Armstrong testified that prior to the tripping incident, he had never suffered any serious back problem. The letter reports of the treating physicians, Dr. B». Norton Hall and Dr. William A. Barclay, unequivocally state that the claimant’s herniated disc was the direct result of the tripping incident. Dr. Barclay wrote: “[t]his man’s problem stems from his original injury of April, 1973 when he fell injuring his left ankle and injuring his back at the same time.” Dr. Hall wrote that Armstrong’s herniated disc “is a direct result from an accident he sustained at his place of employment.” These reports constitute unequivocal medical evidence of causation.
The Appeal Board fails to mention Dr. Barclay’s report. It says that Dr. Hall’s report was not admitted into evidence and that even if it were, it would not merit consideration because it stated only a conclusion without foundation. We disagree on both points. Both doctors’ letters were offered into evidence at a referee’s hearing of which the employer’s attorney had notice but did not appear. They were marked as claimant’s exhibits and both are physically in the record certified to us by the Appeal Board. Further, no objection was ever made to the admission of the letters at a hearing conducted after their offer, at which the employer’s counsel did appear.

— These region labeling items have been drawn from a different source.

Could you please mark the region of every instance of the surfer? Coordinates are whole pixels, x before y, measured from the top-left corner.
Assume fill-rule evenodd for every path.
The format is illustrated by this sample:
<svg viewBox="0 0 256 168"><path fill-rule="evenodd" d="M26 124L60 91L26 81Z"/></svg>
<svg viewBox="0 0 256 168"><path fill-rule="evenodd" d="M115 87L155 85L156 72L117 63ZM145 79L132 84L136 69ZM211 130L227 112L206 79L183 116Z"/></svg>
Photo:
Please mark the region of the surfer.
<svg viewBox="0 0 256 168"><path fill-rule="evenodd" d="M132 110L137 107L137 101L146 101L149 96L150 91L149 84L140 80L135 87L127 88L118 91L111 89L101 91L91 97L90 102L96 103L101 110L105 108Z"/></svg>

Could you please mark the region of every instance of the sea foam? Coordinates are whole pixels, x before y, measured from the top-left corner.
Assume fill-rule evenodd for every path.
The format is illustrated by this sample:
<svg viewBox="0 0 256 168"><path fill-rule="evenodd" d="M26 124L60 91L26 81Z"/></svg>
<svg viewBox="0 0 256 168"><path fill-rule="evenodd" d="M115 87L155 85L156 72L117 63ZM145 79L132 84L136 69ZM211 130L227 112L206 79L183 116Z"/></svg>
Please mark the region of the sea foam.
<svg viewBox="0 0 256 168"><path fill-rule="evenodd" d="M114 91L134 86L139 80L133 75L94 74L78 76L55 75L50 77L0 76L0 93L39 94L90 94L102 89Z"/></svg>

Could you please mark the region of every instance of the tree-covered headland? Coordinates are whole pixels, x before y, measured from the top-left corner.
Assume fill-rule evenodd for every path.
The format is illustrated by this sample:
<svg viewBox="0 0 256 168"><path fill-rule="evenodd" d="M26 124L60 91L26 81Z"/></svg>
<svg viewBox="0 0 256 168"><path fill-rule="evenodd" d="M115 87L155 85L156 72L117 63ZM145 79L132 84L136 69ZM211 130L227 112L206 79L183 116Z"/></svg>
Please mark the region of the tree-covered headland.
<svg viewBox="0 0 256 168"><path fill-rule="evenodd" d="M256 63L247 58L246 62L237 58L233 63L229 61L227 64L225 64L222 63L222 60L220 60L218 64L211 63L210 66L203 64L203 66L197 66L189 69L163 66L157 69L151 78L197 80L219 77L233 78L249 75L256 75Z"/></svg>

*578Dr. Hall’s letter does constitute competent evidence on the issue of causation. He was the claimant’s treating physician. It is true that Dr. Hall provides no date for the “accident he sustained at his place of employment. ’ ’ On the other hand there is nothing in the record suggesting any other cause and the employer might have, but failed to require that Dr. Hall be examined.
The employer seems also to contend that since in the compensation agreement it accepted liability only for Armstrong’s sprained ankle it should not be required to provide benefits for an injured back. The description of the injury in the compensation agreement does not control the course of the litigation relating to disability and where, as here, there is sufficient evidence that other syptoms have existed since the work related accident and are related thereto, compensation for such may be considered. Workmen’s Compensation Appeal Board v. Precisionware, Inc., 21 Pa. Commonwealth Ct. 573, 347 A.2d 322 (1975).
The employer finally argues that the claimant did not on this appeal properly raise the issue of the Board’s action granting the termination petition. We disagree. By challenging the Board’s overturning of the referee’s finding of continued disability, Armstrong sufficiently took issue with the Board’s action terminating the agreement.
We therefore reverse the Board and reinstate the referee’s order.
Order
And Now, on this 24th day of November, 1981, it is ordered that judgment be entered in favor of Carl W. Armstrong and against Davis Brothers Plumbing and Heating for the continuation of the payment of workmen’s compensation benefits at a rate of $100 per week into the indefinite future in accordance with the terms *579and limitations of the Pennsylvania Workmen’s Compensation Act.
It is further ordered that Davis Brothers Plumbing and Heating pay all medical expenses relating to Carl W. Armstrong’s accidental injury of April '2, 1973 during the period of his total disability.